Companies and organisations needing short term staff should be able to hire from these units at the minimum wage. Government funded job creation initiatives, using such things as internships in R&D and start-up company incubation programmes, should form part of this programme.

Fundamental to the success of the proposed Community Support and Development Unit (CSDU) programme will be the provision to it of a full complement of professional resources capable of dealing with the root causes of inability and/or unwillingness to join the paid workforce. Specialist skills to be provided to the CSD units must include, but not be limited to: medical doctors and specialists, psychologists, diagnosticians, therapeutic and rehabilitation specialists, teachers and trainers – every type of specialist skill necessary to absolutely maximise the probability that, after a reasonable period of time, everyone who is physically and mentally capable of doing any form of useful work is equipped to do so, to the maximum extent practicable.

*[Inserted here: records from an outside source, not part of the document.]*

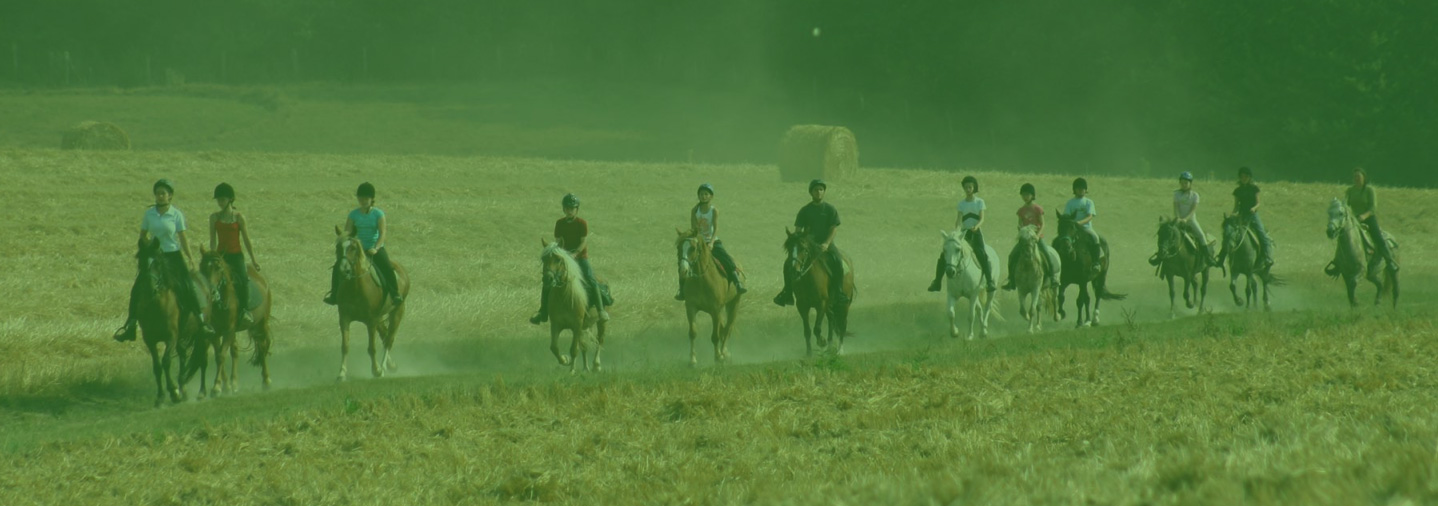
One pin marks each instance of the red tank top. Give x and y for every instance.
(229, 236)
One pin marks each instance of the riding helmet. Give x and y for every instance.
(969, 178)
(225, 190)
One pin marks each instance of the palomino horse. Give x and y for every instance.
(1036, 278)
(158, 314)
(967, 281)
(706, 289)
(1077, 269)
(1355, 259)
(808, 279)
(570, 308)
(1241, 245)
(361, 299)
(226, 309)
(1179, 258)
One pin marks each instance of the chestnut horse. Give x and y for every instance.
(361, 299)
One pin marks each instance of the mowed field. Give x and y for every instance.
(1312, 403)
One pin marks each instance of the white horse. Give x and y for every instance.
(967, 281)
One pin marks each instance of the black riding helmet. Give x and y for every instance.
(969, 178)
(225, 190)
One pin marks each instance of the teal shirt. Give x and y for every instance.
(367, 226)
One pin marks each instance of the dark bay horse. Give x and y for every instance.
(1353, 256)
(810, 279)
(1077, 269)
(570, 308)
(706, 289)
(361, 299)
(1241, 245)
(226, 309)
(1179, 258)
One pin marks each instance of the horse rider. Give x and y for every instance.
(1246, 206)
(1082, 210)
(573, 233)
(166, 223)
(971, 222)
(368, 223)
(820, 222)
(227, 230)
(703, 219)
(1031, 214)
(1362, 201)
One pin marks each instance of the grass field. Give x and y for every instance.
(1309, 404)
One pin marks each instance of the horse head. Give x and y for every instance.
(1338, 217)
(350, 255)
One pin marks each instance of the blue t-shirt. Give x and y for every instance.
(367, 226)
(164, 227)
(1079, 209)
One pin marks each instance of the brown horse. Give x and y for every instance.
(808, 279)
(226, 308)
(361, 299)
(706, 289)
(570, 308)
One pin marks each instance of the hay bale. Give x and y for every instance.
(95, 135)
(817, 151)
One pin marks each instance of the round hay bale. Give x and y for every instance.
(817, 151)
(95, 135)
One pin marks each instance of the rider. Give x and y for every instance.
(166, 223)
(1030, 214)
(969, 220)
(370, 226)
(227, 227)
(703, 217)
(820, 222)
(1185, 210)
(1246, 206)
(573, 233)
(1362, 200)
(1080, 209)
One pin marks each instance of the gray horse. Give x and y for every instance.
(1353, 256)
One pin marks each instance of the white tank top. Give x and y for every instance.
(706, 223)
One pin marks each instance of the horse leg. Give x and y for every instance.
(344, 348)
(373, 329)
(693, 334)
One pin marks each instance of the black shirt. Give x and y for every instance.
(817, 220)
(1247, 196)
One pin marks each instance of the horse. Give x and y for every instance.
(360, 298)
(570, 308)
(1241, 246)
(226, 309)
(808, 278)
(706, 289)
(1353, 258)
(1034, 278)
(1179, 258)
(967, 281)
(1077, 269)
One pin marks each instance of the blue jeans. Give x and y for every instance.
(1256, 223)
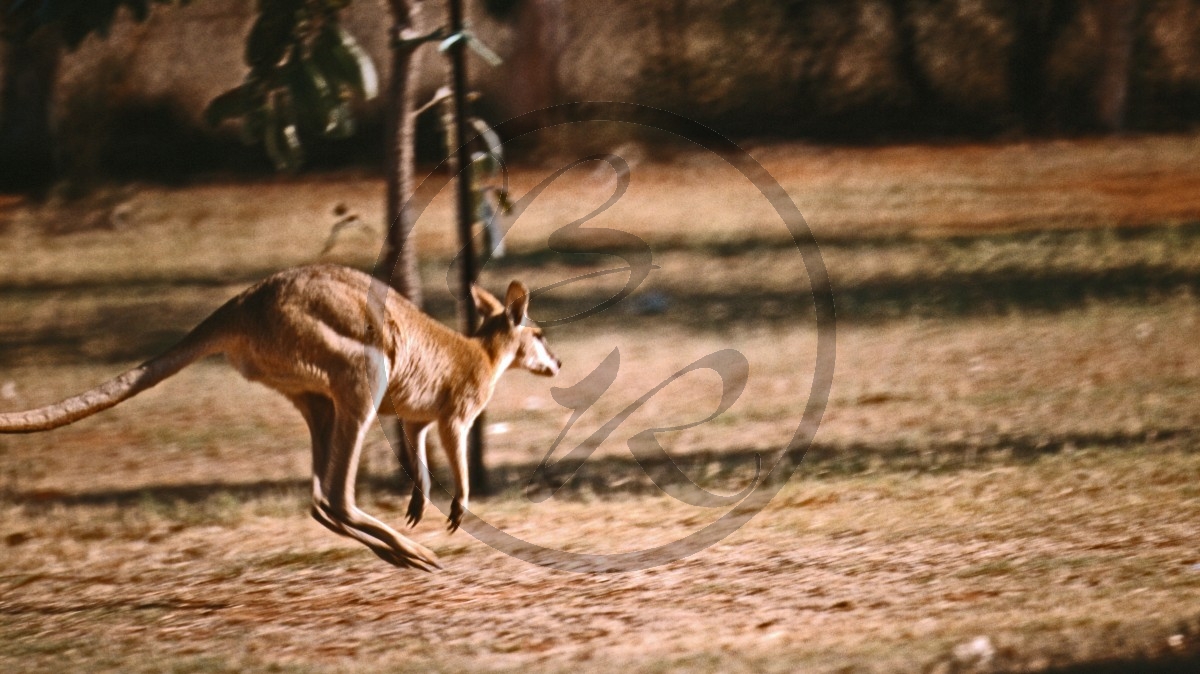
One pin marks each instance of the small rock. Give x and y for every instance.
(976, 651)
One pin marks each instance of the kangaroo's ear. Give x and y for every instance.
(517, 301)
(485, 301)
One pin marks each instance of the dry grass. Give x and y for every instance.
(1008, 451)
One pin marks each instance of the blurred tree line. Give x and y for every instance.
(831, 70)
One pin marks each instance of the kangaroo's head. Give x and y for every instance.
(505, 329)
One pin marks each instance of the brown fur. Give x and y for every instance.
(334, 342)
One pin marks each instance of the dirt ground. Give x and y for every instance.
(1006, 476)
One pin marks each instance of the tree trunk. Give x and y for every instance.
(400, 266)
(1036, 29)
(30, 72)
(1117, 24)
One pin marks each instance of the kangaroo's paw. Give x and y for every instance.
(415, 509)
(456, 512)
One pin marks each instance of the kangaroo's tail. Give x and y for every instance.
(207, 338)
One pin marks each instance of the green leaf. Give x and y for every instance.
(281, 137)
(311, 95)
(342, 59)
(253, 126)
(269, 40)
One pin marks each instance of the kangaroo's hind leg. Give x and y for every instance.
(352, 419)
(419, 463)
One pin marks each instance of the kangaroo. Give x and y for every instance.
(334, 341)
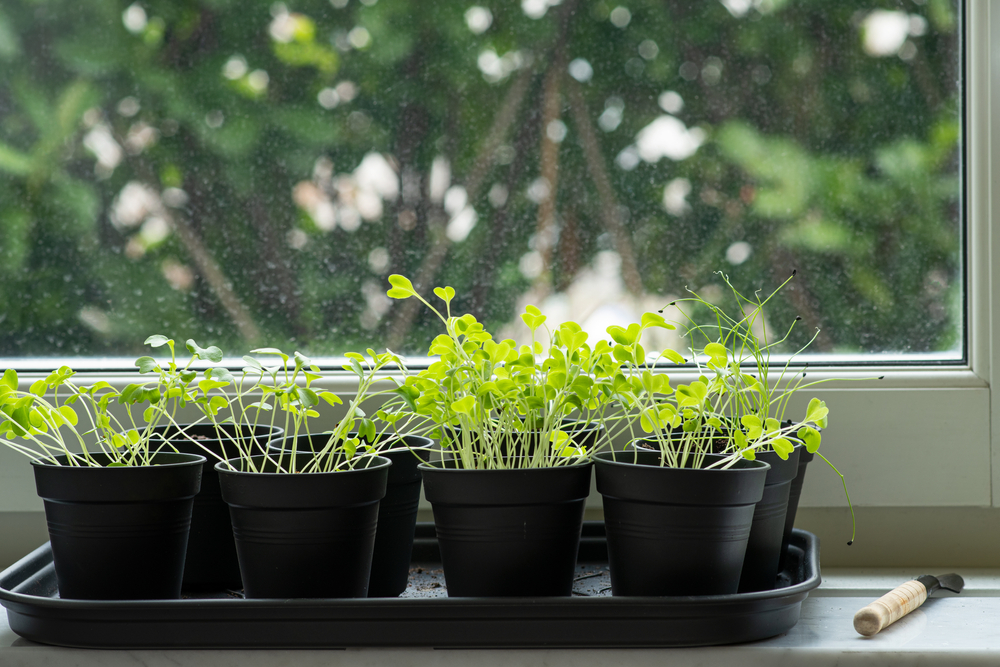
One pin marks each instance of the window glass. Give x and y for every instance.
(247, 173)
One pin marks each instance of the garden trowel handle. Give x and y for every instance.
(889, 608)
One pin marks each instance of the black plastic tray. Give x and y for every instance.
(423, 616)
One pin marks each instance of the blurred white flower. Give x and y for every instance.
(478, 19)
(668, 137)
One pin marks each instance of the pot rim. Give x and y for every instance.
(572, 466)
(192, 460)
(221, 468)
(754, 465)
(276, 443)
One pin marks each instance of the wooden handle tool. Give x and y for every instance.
(899, 602)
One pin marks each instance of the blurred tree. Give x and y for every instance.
(241, 172)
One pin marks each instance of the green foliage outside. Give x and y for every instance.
(239, 125)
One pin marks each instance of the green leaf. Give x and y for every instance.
(9, 379)
(817, 412)
(69, 414)
(810, 437)
(146, 364)
(718, 355)
(465, 405)
(674, 356)
(211, 353)
(655, 320)
(446, 294)
(402, 288)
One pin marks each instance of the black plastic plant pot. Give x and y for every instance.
(397, 512)
(676, 531)
(119, 533)
(304, 535)
(760, 566)
(504, 533)
(794, 493)
(211, 556)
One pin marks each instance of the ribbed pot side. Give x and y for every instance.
(304, 535)
(511, 532)
(119, 533)
(211, 562)
(676, 531)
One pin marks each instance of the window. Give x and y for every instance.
(249, 172)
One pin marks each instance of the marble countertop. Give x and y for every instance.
(963, 629)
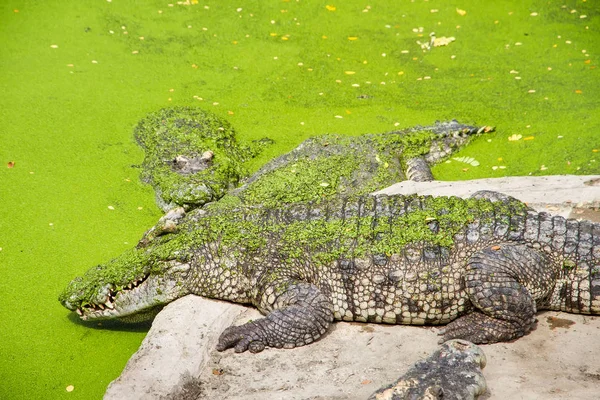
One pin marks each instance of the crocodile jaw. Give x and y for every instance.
(140, 300)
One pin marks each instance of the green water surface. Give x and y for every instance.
(75, 77)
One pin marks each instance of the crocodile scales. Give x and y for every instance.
(482, 267)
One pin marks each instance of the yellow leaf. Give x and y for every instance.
(443, 41)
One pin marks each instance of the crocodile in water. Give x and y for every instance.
(481, 267)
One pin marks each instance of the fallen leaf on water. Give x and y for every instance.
(467, 160)
(443, 41)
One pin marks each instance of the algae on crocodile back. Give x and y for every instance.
(310, 232)
(175, 139)
(332, 165)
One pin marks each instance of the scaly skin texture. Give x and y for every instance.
(482, 267)
(453, 372)
(330, 165)
(193, 157)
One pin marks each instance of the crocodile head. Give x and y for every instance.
(131, 288)
(449, 137)
(595, 308)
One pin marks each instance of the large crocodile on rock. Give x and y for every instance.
(482, 266)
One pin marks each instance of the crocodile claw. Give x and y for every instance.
(242, 338)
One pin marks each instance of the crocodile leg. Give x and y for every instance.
(418, 170)
(299, 315)
(504, 298)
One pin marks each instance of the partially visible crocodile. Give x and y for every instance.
(482, 267)
(333, 165)
(453, 372)
(193, 158)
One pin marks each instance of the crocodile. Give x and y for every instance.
(193, 157)
(453, 372)
(332, 165)
(481, 266)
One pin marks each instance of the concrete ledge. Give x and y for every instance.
(178, 345)
(556, 194)
(178, 360)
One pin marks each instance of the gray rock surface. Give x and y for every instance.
(177, 346)
(557, 360)
(452, 372)
(556, 194)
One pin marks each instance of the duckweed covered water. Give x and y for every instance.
(77, 76)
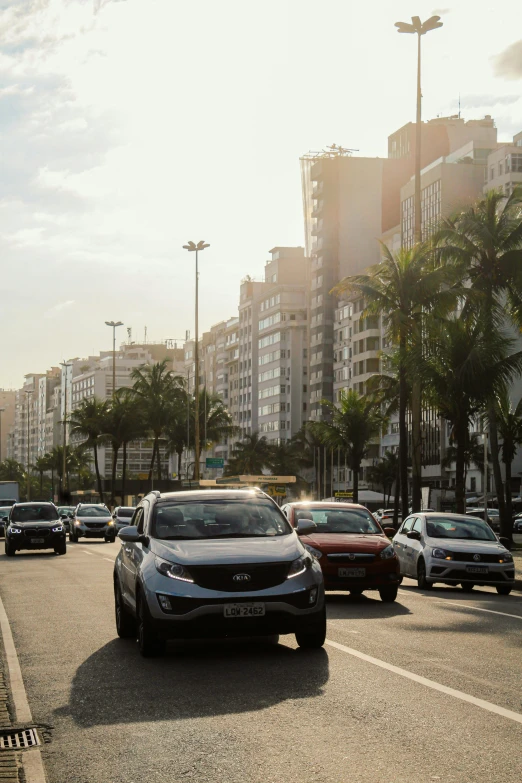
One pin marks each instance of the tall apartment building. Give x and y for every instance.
(7, 415)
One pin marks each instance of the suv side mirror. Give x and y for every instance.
(413, 534)
(129, 534)
(306, 527)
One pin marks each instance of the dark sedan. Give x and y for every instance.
(34, 526)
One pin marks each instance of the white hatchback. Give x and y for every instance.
(453, 549)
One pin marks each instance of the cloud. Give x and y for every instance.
(59, 308)
(485, 100)
(508, 64)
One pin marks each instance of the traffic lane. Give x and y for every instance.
(442, 637)
(210, 710)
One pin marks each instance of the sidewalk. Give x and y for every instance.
(8, 761)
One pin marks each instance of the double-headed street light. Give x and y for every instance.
(418, 28)
(193, 248)
(114, 324)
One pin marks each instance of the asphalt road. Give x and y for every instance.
(247, 712)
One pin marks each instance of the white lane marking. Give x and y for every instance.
(436, 686)
(478, 609)
(31, 760)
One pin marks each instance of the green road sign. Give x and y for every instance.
(215, 462)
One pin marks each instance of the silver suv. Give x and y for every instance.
(215, 563)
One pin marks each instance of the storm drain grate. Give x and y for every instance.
(18, 740)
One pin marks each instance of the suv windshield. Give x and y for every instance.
(35, 513)
(343, 520)
(93, 511)
(218, 519)
(471, 529)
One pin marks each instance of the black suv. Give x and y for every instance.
(34, 526)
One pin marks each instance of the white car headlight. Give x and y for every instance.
(173, 570)
(299, 566)
(441, 554)
(313, 551)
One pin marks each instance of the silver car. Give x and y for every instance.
(215, 563)
(453, 549)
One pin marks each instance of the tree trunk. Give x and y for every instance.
(151, 468)
(124, 474)
(158, 456)
(403, 430)
(97, 470)
(356, 469)
(505, 524)
(461, 434)
(509, 504)
(397, 500)
(416, 446)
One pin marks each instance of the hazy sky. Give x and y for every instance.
(131, 126)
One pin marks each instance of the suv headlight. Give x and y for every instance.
(299, 566)
(314, 552)
(172, 570)
(441, 554)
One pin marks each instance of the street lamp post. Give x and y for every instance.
(28, 393)
(114, 324)
(65, 366)
(2, 410)
(193, 248)
(419, 28)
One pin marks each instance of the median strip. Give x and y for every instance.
(436, 686)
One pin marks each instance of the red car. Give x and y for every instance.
(350, 545)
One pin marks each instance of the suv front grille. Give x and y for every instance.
(40, 532)
(262, 576)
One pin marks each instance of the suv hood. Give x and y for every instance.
(460, 545)
(38, 523)
(229, 551)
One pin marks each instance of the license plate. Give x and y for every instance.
(357, 572)
(244, 610)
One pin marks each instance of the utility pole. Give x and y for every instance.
(113, 325)
(65, 366)
(28, 393)
(193, 248)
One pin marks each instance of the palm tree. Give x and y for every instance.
(88, 421)
(124, 423)
(486, 242)
(406, 287)
(463, 368)
(249, 456)
(509, 422)
(384, 473)
(354, 424)
(157, 389)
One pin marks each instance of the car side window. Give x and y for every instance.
(138, 520)
(408, 523)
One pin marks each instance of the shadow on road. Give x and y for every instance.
(193, 680)
(341, 606)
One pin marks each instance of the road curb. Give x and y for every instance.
(32, 763)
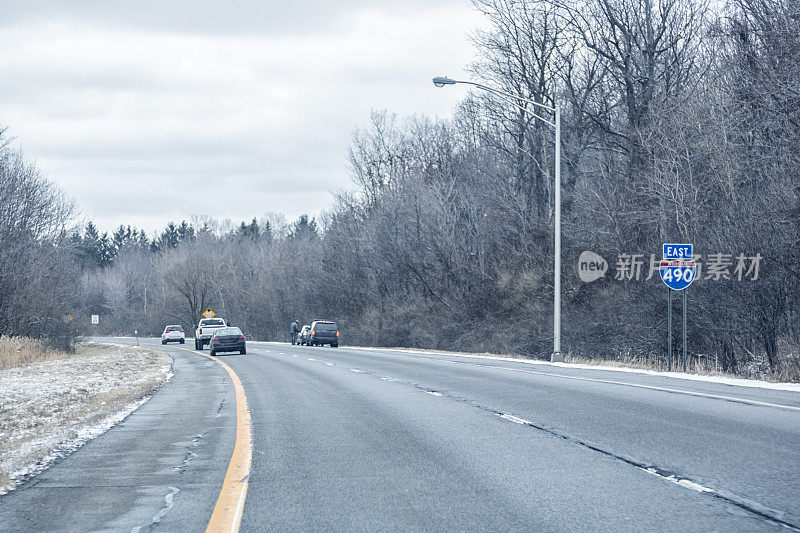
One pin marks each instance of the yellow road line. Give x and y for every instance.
(227, 513)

The aim should be to reduce the acceptable level of unemployment to 2% of the working age population.

Hopefully, the end result in many cases will be an overcoming of much of the inherited disadvantage which often causes the long-term unemployment prevalent in pockets of high unemployment. The payback for the government should be less crime, less imprisonment, less drug problems, lower health costs, and a gradual upskilling of the unemployed in skill areas where job opportunities exist or can be created.

In designing the programme it will be important to avoid creating a situation in which, at the end of the training, the young people who then have good personal and job skills and are ready to take their place in the workforce emerge to find there are still no jobs available. If that were the case the let-down for many could be devastating, all the effort for nothing, and their newly found self-esteem gone. So the intake to the programme should perhaps be limited to the probable availability of suitable jobs on completion? Positions currently being filled using Temporary Work visas, especially in aged care and the like, could be a suitable place to find initial target vacancies.

Trainees would need to be prepared for the possibility that there may not be a conventional job available for them after the training, but should also be encouraged and assisted to seek out job opportunities. Training Coordinators should develop networks of employers, including NFPs, prepared to offer work experience. Of course, one potential employment outcome would be for Trainees to become Assistant Training Coordinators, and then Training Coordinators. Ideally, no one should leave the programme except to move into full time paid or volunteer employment, with pay to continue at JobSeeker level for those working as volunteers for Not-for-Profits.

Naturally, the Training Coordinators will themselves also be incidentally upskilled, thereby opening up supervisory and management jobs to them within and outside the Community Support and Development Units network.

Clearly, the public service will be able to flesh-out and improve on the above outline.